Limit what attackers can do with a stolen session
- Enforce conditional access policies that require device compliance (MDM enrollment, OS version, disk encryption) on every resource access request, not just at initial sign-in.
- Enable token binding to tie session cookies to the device and TLS connection that originally requested them, making stolen cookies unusable on other machines.
- Implement continuous access evaluation (CAE) so sessions can be revoked in near real time when risk signals change.
- Reduce session lifetimes for privileged accounts (global admins, finance roles, infrastructure managers) to 30 to 60 minutes.
- Require step-up authentication for sensitive actions like changing security settings, accessing admin consoles, or initiating financial transactions.
Detect compromised sessions after the fact
- Enable impossible travel detection to flag sequential authentication events from locations that are geographically incompatible with the elapsed time. Correlate with device fingerprinting to distinguish VPN switches from stolen sessions.
- Monitor for new MFA device registrations shortly after authentication.
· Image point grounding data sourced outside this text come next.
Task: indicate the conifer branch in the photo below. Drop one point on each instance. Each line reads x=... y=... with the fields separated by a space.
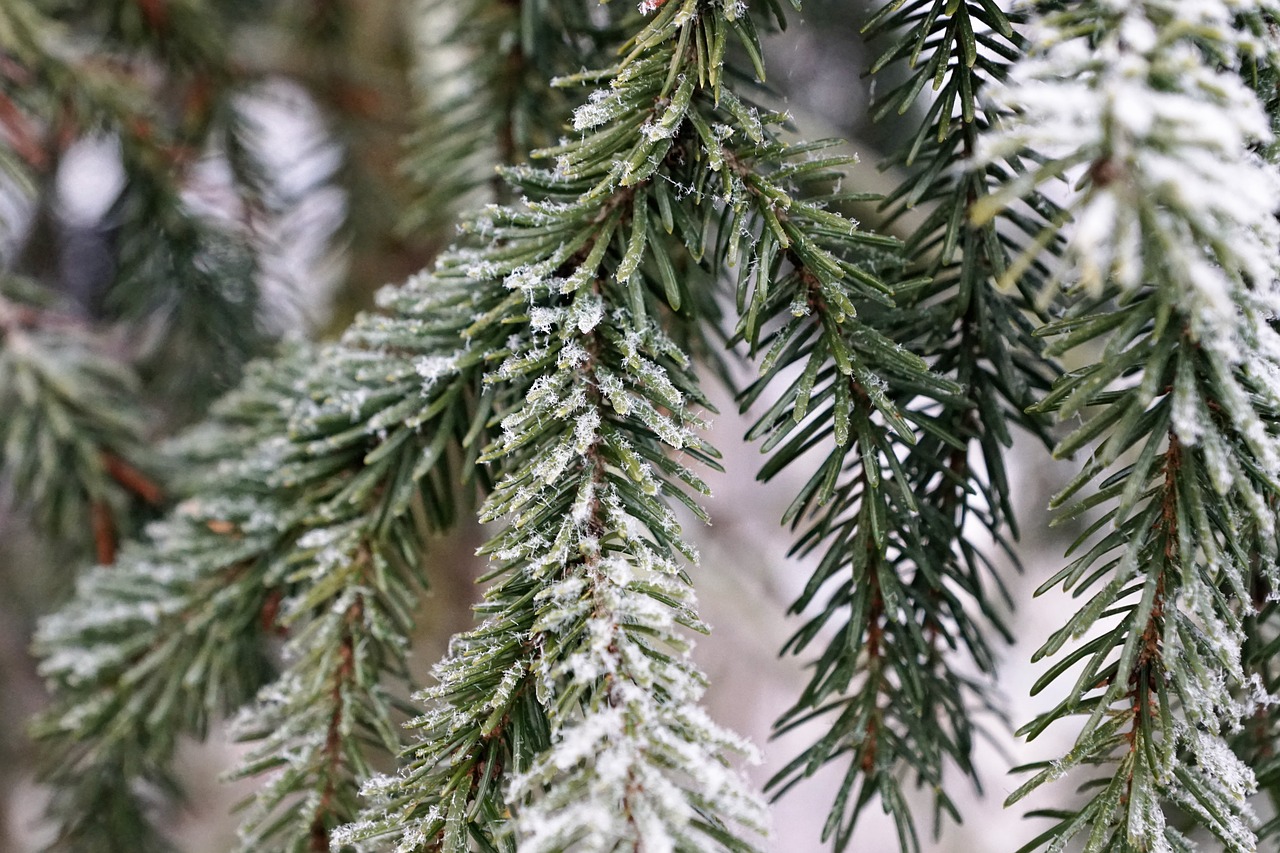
x=186 y=279
x=1175 y=282
x=71 y=441
x=891 y=688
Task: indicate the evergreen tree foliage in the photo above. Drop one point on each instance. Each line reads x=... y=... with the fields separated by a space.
x=1091 y=181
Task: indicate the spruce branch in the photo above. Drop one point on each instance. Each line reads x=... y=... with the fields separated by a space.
x=186 y=279
x=896 y=518
x=1174 y=281
x=72 y=441
x=242 y=553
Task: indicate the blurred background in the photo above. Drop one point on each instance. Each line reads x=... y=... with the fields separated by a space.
x=154 y=150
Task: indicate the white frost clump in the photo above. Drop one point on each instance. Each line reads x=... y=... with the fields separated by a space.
x=1176 y=194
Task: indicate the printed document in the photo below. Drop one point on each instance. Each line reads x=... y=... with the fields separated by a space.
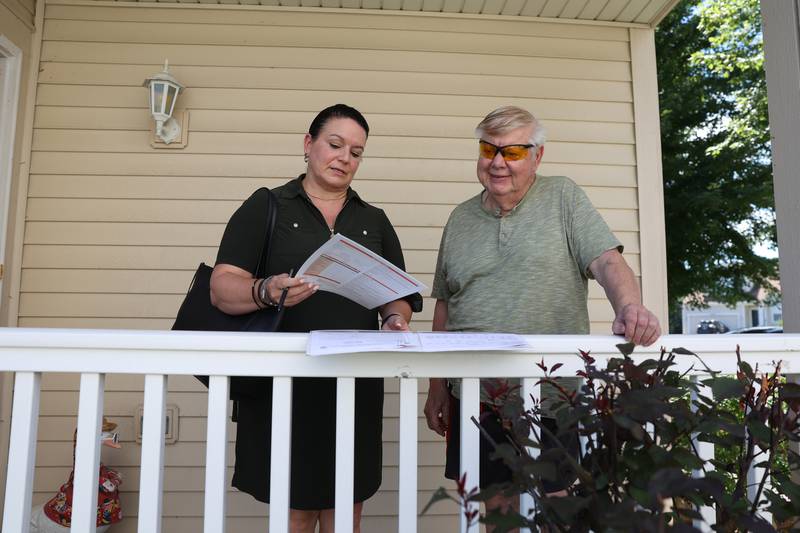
x=327 y=342
x=344 y=267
This is almost always the attacker's first move to establish persistence.
- Alert on new inbox rules, especially mail forwarding rules or rules that auto-delete or move messages related to security alerts and financial transactions.
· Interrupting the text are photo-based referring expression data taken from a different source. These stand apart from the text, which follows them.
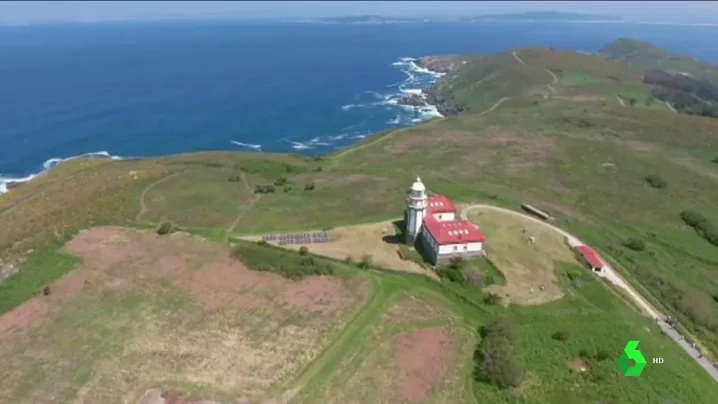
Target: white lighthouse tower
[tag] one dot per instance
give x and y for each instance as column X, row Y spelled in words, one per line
column 415, row 210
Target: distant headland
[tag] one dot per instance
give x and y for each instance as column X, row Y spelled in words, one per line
column 515, row 17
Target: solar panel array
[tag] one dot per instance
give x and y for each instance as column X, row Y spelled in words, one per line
column 299, row 238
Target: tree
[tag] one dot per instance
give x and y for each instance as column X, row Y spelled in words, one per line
column 492, row 299
column 634, row 243
column 456, row 262
column 165, row 228
column 602, row 355
column 365, row 261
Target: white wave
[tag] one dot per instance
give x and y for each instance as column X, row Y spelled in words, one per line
column 416, row 91
column 250, row 146
column 299, row 146
column 395, row 121
column 318, row 142
column 48, row 165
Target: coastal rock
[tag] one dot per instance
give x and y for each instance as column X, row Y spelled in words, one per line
column 413, row 100
column 438, row 64
column 446, row 107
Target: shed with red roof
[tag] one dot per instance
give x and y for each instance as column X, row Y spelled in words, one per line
column 591, row 257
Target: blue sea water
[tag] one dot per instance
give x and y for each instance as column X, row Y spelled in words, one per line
column 158, row 88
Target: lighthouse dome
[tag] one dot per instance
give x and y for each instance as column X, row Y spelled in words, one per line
column 418, row 186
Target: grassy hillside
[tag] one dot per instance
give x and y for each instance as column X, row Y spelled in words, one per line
column 565, row 138
column 478, row 84
column 643, row 55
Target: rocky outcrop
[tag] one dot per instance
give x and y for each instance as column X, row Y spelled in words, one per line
column 445, row 106
column 413, row 100
column 438, row 64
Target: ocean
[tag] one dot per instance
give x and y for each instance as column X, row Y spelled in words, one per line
column 137, row 89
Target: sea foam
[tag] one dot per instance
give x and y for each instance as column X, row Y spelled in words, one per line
column 49, row 165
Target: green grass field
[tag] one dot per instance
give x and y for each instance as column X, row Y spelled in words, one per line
column 583, row 162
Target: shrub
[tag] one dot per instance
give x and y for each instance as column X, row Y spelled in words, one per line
column 475, row 279
column 492, row 299
column 283, row 262
column 165, row 228
column 602, row 355
column 264, row 189
column 634, row 243
column 452, row 275
column 365, row 261
column 656, row 181
column 694, row 219
column 457, row 262
column 496, row 364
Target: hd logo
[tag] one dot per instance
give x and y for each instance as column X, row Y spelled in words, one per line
column 631, row 353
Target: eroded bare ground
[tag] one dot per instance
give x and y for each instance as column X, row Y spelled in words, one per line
column 147, row 312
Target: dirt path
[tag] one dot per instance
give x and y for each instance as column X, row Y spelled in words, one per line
column 247, row 208
column 618, row 281
column 143, row 205
column 555, row 80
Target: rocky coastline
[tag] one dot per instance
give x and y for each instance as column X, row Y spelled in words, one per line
column 430, row 96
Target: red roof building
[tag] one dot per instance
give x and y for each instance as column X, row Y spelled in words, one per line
column 590, row 256
column 453, row 232
column 440, row 204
- Watch for sessions that change user agents mid-session, or that begin accessing resources the user has never touched before.
- Track dormant accounts that suddenly become active, particularly if the activity comes from an unrecognized device or location.
Catch the phishing campaign before users click
- Monitor for newly registered domains that mimic your SSO or login page URLs. Use certificate transparency logs to detect impersonation infrastructure before phishing emails are sent.
- Integrate threat intelligence feeds that track indicators of activity specific to AiTM toolkits like Evilginx, Tycoon 2FA, and Modlishka.
- Configure email gateways to analyze link destinations rather than just sender reputation. Look for redirects through trusted file-sharing services that lead to external domains.
- Flag emails that create urgency around authentication actions (password resets, shared document access, account verification) from uncommon or recently compromised sender addresses.
Build a culture that catches what automation misses
- Train users to check the full domain in the address bar before entering credentials, not just the padlock icon.
- Run simulated phishing exercises that mimic AiTM lure patterns: redirects through SharePoint or Dropbox, urgency around login, messages from familiar contacts.
- Make reporting easy and consequence-free. The faster a suspicious email is reported, the faster the security team can block the campaign.
A layered approach
No single control defeats AiTM attacks in isolation. The most resilient posture combines:
- phishing-resistant authentication (to break the proxy's ability to relay credentials)
- impossible travel and device fingerprinting (to detect when stolen sessions are replayed from unexpected locations)
- conditional access and token binding (to limit what attackers can do with captured sessions), and
- continuous monitoring (to catch post-compromise behaviors like MFA device registration or mail rule creation)
The tooling to implement this layered approach is available today. WorkOS covers several of these layers through AuthKit's passkey support and Radar's detection engine, including impossible travel, device fingerprinting, bot detection, and credential stuffing protection. For the controls that live outside the authentication layer, such as endpoint management, email gateway hardening, and network monitoring, the right combination will depend on your stack and threat model.
AiTM attacks succeed because they exploit a gap between what users see and what actually happens during authentication. Closing that gap requires moving beyond credentials that can be intercepted and sessions that can be replayed. The technology exists. The question is whether your authentication stack uses it.